Steve Aoki has gone deep with Logan Paul on discussions about NFTs and the ‘A0k1verse’ on the latest episode of Impaulsive — including talking about his biggest regret in the crypto space.
When Steve Aoki joined Logan Paul on his IMPAULSIVE podcast, crypto and NFTs were always going to be a talking point. Both are deeply involved with the space — the former even more so with his ‘A0k1verse’ project.
While NFTs have been a hotly contested topic in the gaming world, Aoki’s new project is touted as a game-changer for musicians.
Well-versed in the oft-murky world of blockchain technology, Aoki talked at length about his experiences with NFTs. However, while he talked about the highs, he also shared his biggest regret.
“The one thing I learnt is never buy one,” Aoki said.
“I already made that mistake with a CryptoPunk. So I sold it, then I bought two more. So now I just buy [mutliple] NFTs.”
The discussion between Aoki and Paul quickly turned from discussing the highs of doing well on a risky gamble, to their less fruitful efforts.
Referring to the Oni project that both Steve Aoki and Logan Paul went in on, and both lost money on, Logan made it clear that projects like this need a high level of detachment to engage with.

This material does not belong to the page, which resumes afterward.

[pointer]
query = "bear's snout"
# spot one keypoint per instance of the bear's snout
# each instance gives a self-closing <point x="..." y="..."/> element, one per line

“I don’t feel like it’s a loss. Technically the project value has decreased, but I just don’t care.”
Raising interesting issues around the community approach towards blockchain use, Paul stated “royalty shares on songs for some artists would be crazy”.
The related segment begins at 57:35.
This concept opened the door to the well-discussed topic of what the point of NFTs is, and the potential real world application of their use. The idea in this case being that by owning the NFT for a song, the holder of that NFT is due a portion of the money made by that track.
Closing out their discussion on NFTs and Crypto as whole, Steve Aoki, Logan Paul and Mike Maljak all had agreement around the typical life cycle of any project with Aoki saying: “It did really well, it surged up, and then it dropped. All NFTs dropped. It stayed at this low floor for 10 months until we announced the Aokiverse.”
Mike’s final comments on the project encapsulated the standard experience of the casual user.
“That’s the naturally cyclical [sic] motion of an NFT project. You get this initial burst of energy when the project first releases, and then, of course it’s gonna go back to some sorta baseline.”